This got me thinking about how this silent epidemic, as it were, influences US politics, as well as many aspects of peoples' lives. At least 30% of the US population is said to be infected with the T. gondii cysts, and the immune reaction changes dopamine and other neuro-humors' concentrations.
The full paper is HERE: http://www.ncbi.nlm....les/PMC1635495/Can the common brain parasite, Toxoplasma gondii, influence human culture?
Kevin D Lafferty*
Western Ecological Research Centre, United States Geological Survey, Marine Science Institute, University of California, Santa Barbara, CA 93106, USA
*(Email: lafferty at lifesci.ucsb.edu).
Received April 21, 2006; Accepted June 6, 2006.
ABSTRACT
The latent prevalence of a long-lived and common brain parasite, Toxoplasma gondii, explains a statistically significant portion of the variance in aggregate neuroticism among populations, as well as in the ‘neurotic’ cultural dimensions of sex roles and uncertainty avoidance. Spurious or non-causal correlations between aggregate personality and aspects of climate and culture that influence T. gondii transmission could also drive these patterns. A link between culture and T. gondii hypothetically results from a behavioural manipulation that the parasite uses to increase its transmission to the next host in the life cycle: a cat. While latent toxoplasmosis is usually benign, the parasite's subtle effect on individual personality appears to alter the aggregate personality at the population level. Drivers of the geographical variation in the prevalence of this parasite include the effects of climate on the persistence of infectious stages in soil, the cultural practices of food preparation and cats as pets. Some variation in culture, therefore, may ultimately be related to how climate affects the distribution of T. gondii, though the results only explain a fraction of the variation in two of the four cultural dimensions, suggesting that if T. gondii does influence human culture, it is only one among many factors
Some of the personality changes sound like stereotypes of certain political stereotypes, both left and right:
" both infected men and women have higher levels of guilt-proneness
(they tend to be more apprehensive, self-doubting, worried, guilt
prone, insecure, worrying and self-blaming; Flegr & Hrdy 1994; Flegr
et al. 1996, 2000, 2003)."
sounds like the cliche of a 1950's liberal politician.

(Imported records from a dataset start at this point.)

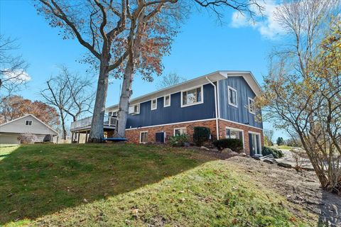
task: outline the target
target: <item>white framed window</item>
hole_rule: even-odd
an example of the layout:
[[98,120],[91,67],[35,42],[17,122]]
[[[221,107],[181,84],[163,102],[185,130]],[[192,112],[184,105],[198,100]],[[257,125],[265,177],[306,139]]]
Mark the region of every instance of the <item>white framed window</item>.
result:
[[237,90],[231,87],[227,87],[229,104],[232,106],[238,107],[238,100],[237,98]]
[[148,143],[148,131],[140,132],[140,143]]
[[163,107],[170,106],[170,94],[163,96]]
[[32,121],[30,121],[30,120],[25,121],[25,126],[32,126]]
[[140,104],[130,106],[129,109],[129,114],[133,115],[140,114]]
[[174,135],[185,135],[186,134],[186,128],[174,128]]
[[181,92],[181,107],[202,104],[202,86]]
[[225,127],[225,138],[231,139],[239,139],[243,142],[243,148],[244,148],[244,130]]
[[250,148],[250,149],[252,150],[254,155],[261,155],[261,133],[249,131],[249,137],[250,136],[251,138],[249,138],[249,139],[252,142],[252,148]]
[[249,112],[252,114],[256,114],[256,106],[254,106],[254,100],[251,98],[248,98],[247,99],[249,102]]
[[158,109],[158,99],[151,99],[151,109],[154,110],[154,109]]

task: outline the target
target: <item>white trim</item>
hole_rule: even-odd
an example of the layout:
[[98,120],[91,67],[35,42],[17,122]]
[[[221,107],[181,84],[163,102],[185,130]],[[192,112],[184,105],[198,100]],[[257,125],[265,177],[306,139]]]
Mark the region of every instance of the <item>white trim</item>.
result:
[[[234,92],[236,92],[236,104],[232,104],[232,102],[230,102],[230,99],[229,99],[229,90],[232,90]],[[229,86],[227,86],[227,99],[229,99],[229,104],[232,106],[234,106],[234,107],[237,107],[238,108],[238,93],[237,92],[237,90],[235,89],[234,89],[233,87],[229,87]]]
[[[193,90],[193,89],[196,89],[197,88],[200,88],[201,89],[201,101],[199,101],[199,102],[196,102],[196,103],[194,103],[194,104],[185,104],[185,105],[183,105],[183,92],[188,92],[188,91],[190,91],[190,90]],[[181,108],[183,108],[183,107],[187,107],[187,106],[194,106],[194,105],[198,105],[198,104],[202,104],[204,103],[204,86],[203,85],[201,85],[201,86],[197,86],[197,87],[191,87],[190,89],[186,89],[185,90],[181,90],[180,92],[180,105],[181,105]]]
[[[252,112],[251,111],[250,100],[251,100],[254,103],[254,108],[253,109],[254,109],[254,112]],[[251,99],[250,97],[247,97],[247,106],[248,106],[248,109],[249,109],[249,113],[252,114],[254,115],[256,115],[256,107],[254,107],[254,99]]]
[[227,138],[227,135],[226,135],[226,130],[227,129],[229,129],[229,130],[234,130],[234,131],[239,131],[239,132],[242,132],[242,140],[243,140],[243,150],[244,151],[245,151],[245,137],[244,136],[244,130],[243,129],[240,129],[240,128],[232,128],[232,127],[227,127],[227,126],[225,126],[225,138]]
[[195,121],[182,121],[182,122],[165,123],[165,124],[162,124],[162,125],[143,126],[143,127],[139,127],[139,128],[126,128],[126,130],[139,129],[139,128],[153,128],[153,127],[165,126],[173,126],[173,125],[178,125],[178,124],[180,124],[180,123],[193,123],[193,122],[200,122],[200,121],[215,121],[215,118],[209,118],[209,119],[202,119],[202,120],[195,120]]
[[[30,121],[31,121],[31,125],[30,125]],[[28,123],[26,124],[26,122],[28,122]],[[32,126],[33,124],[33,121],[32,121],[32,120],[25,120],[25,126]]]
[[175,136],[175,130],[177,129],[185,129],[185,131],[186,131],[185,134],[187,135],[187,127],[179,127],[179,128],[174,128],[174,129],[173,130],[173,135]]
[[218,119],[220,118],[220,95],[219,91],[219,82],[220,80],[217,81],[217,103],[218,105],[218,116],[217,116]]
[[[168,105],[166,105],[166,96],[169,96],[169,104]],[[163,96],[163,107],[168,107],[168,106],[170,106],[170,94],[167,94],[167,95],[165,95]]]
[[[155,108],[153,108],[153,101],[155,101]],[[158,109],[158,99],[153,99],[151,100],[151,110],[153,111]]]
[[[242,77],[251,87],[252,91],[257,95],[259,96],[261,94],[261,87],[258,84],[257,81],[256,80],[254,76],[253,75],[252,72],[250,71],[229,71],[229,70],[218,70],[212,73],[209,73],[207,74],[196,77],[190,80],[187,80],[184,82],[180,84],[170,86],[163,89],[153,92],[134,99],[129,100],[130,103],[144,103],[151,100],[151,97],[154,96],[157,96],[158,98],[162,97],[163,96],[166,95],[166,94],[175,94],[179,92],[180,90],[180,87],[185,87],[185,86],[193,86],[191,84],[196,82],[203,78],[208,77],[212,81],[220,81],[222,79],[227,79],[228,77]],[[205,83],[202,83],[202,85],[206,84]],[[176,92],[173,92],[174,89],[179,88],[179,89]],[[166,94],[165,94],[166,93]],[[159,95],[158,95],[159,94]],[[114,104],[106,108],[106,110],[112,109],[118,109],[118,104]]]
[[6,125],[8,123],[12,123],[12,122],[14,122],[16,121],[18,121],[18,120],[20,120],[20,119],[22,119],[28,116],[32,116],[33,118],[35,118],[36,120],[37,120],[38,121],[39,121],[40,123],[41,123],[42,124],[43,124],[44,126],[45,126],[46,127],[48,127],[49,129],[52,130],[53,131],[54,131],[56,135],[58,135],[58,132],[57,132],[55,130],[54,130],[53,128],[52,128],[51,127],[50,127],[48,125],[47,125],[46,123],[45,123],[44,122],[43,122],[40,119],[39,119],[38,118],[37,118],[36,116],[33,115],[33,114],[26,114],[26,115],[24,115],[23,116],[21,116],[20,118],[18,118],[16,119],[14,119],[14,120],[12,120],[12,121],[7,121],[6,123],[4,123],[0,125],[0,126],[3,126],[4,125]]
[[260,151],[260,153],[261,153],[260,155],[261,155],[261,133],[256,133],[256,132],[253,132],[253,131],[249,131],[249,133],[259,135],[259,138],[258,138],[258,142],[259,142],[258,144],[259,145],[259,146],[258,148],[259,149],[259,151]]
[[147,142],[141,142],[141,135],[142,135],[142,133],[147,133],[147,136],[148,136],[148,131],[140,131],[140,140],[139,140],[139,143],[148,143],[148,137],[147,137]]
[[[219,121],[218,121],[218,104],[217,99],[217,86],[210,79],[206,77],[206,79],[213,86],[215,92],[215,131],[217,131],[217,140],[219,140]],[[217,84],[218,82],[217,82]]]
[[229,120],[226,120],[226,119],[223,119],[223,118],[219,118],[219,120],[224,121],[226,121],[226,122],[229,122],[229,123],[237,123],[237,124],[238,124],[238,125],[244,126],[247,126],[247,127],[250,127],[250,128],[256,128],[256,129],[259,129],[259,130],[263,131],[263,128],[257,128],[257,127],[255,127],[255,126],[250,126],[250,125],[247,125],[247,124],[242,123],[239,123],[239,122],[236,122],[236,121],[229,121]]
[[[129,108],[130,108],[131,106],[136,106],[136,105],[139,106],[139,107],[138,107],[138,109],[139,109],[139,112],[129,113]],[[136,104],[134,104],[134,105],[131,105],[131,106],[129,106],[128,107],[128,114],[130,114],[130,115],[136,115],[136,114],[140,114],[140,104],[139,104],[139,103]]]

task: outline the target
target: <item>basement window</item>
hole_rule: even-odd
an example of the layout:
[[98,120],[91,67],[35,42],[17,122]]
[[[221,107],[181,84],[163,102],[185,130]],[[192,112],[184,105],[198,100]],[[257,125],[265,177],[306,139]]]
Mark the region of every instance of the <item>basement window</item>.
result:
[[130,106],[129,109],[129,114],[140,114],[140,104]]
[[140,132],[140,143],[148,143],[148,131]]
[[174,135],[186,135],[186,128],[174,128]]

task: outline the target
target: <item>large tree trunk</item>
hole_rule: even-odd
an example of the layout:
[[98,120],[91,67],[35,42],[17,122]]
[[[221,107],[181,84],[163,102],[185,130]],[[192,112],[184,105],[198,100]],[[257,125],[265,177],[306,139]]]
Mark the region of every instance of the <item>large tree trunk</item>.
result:
[[133,84],[134,63],[131,61],[131,57],[128,60],[124,70],[122,89],[119,98],[119,121],[117,124],[117,137],[124,137],[126,133],[126,120],[129,109],[129,99],[133,94],[131,86]]
[[[128,112],[129,109],[129,99],[133,94],[131,86],[133,84],[134,60],[139,56],[139,48],[141,40],[141,35],[145,31],[146,23],[144,21],[145,16],[145,9],[143,9],[139,16],[137,33],[135,38],[134,38],[133,30],[131,30],[129,38],[133,40],[131,45],[129,48],[129,57],[124,70],[124,77],[123,79],[122,89],[119,104],[119,116],[117,126],[117,137],[124,137],[126,133],[126,120],[128,118]],[[136,21],[134,21],[134,23]],[[131,27],[134,26],[131,25]]]
[[104,135],[103,121],[104,120],[105,101],[108,91],[109,60],[101,62],[99,77],[97,82],[97,91],[94,102],[94,113],[91,122],[91,130],[88,143],[100,143]]

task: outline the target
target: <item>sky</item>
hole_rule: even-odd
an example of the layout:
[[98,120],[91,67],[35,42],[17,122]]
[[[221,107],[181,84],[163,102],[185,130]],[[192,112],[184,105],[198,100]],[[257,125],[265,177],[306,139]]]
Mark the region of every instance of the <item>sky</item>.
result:
[[[190,79],[217,70],[249,70],[261,84],[267,72],[267,56],[280,43],[283,33],[274,18],[276,1],[265,1],[264,16],[257,17],[255,23],[228,10],[220,24],[215,14],[194,11],[175,38],[170,55],[163,58],[163,74],[175,72]],[[41,100],[39,91],[44,88],[45,81],[55,75],[58,66],[62,65],[92,78],[96,87],[97,75],[87,73],[88,65],[78,62],[85,48],[75,40],[63,40],[58,31],[37,14],[32,1],[0,0],[0,33],[18,39],[20,48],[14,54],[22,55],[29,64],[27,87],[19,93],[24,98]],[[156,90],[160,79],[147,82],[136,75],[133,97]],[[118,102],[120,84],[120,80],[112,80],[107,106]],[[264,128],[271,128],[271,123],[265,123]],[[274,138],[283,135],[283,132],[277,131]]]

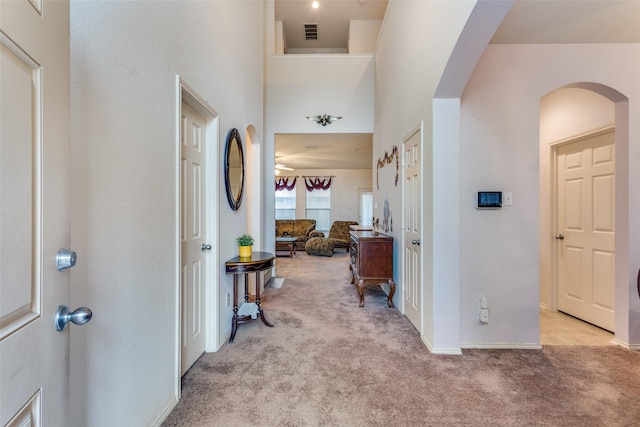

Some other traits influenced are cliches from the sterotypical conservative:
...rule-conscious, dutiful, conscientious, conforming, moralistic,
staid and rule-bound)... while infected men have lower ... novelty-seeking (low novelty-
seeking indicates rigid, loyal, stoic, slow-tempered and frugal
personalities)"
Some of the traits are contradictory, but that could be differences in strain of parasite, and severity or locus of infection.
Also possible, that like helminth parasites, we have adapted, so the parasite is needed to normalize biochemistry.
I find it disquieting that so many of us are likely influenced so much by this parasite. Did your family keep a cat or cats as pets when you were a child? Then you are probably infected.
Edited by maxwatt, 12 December 2011 - 02:48 PM.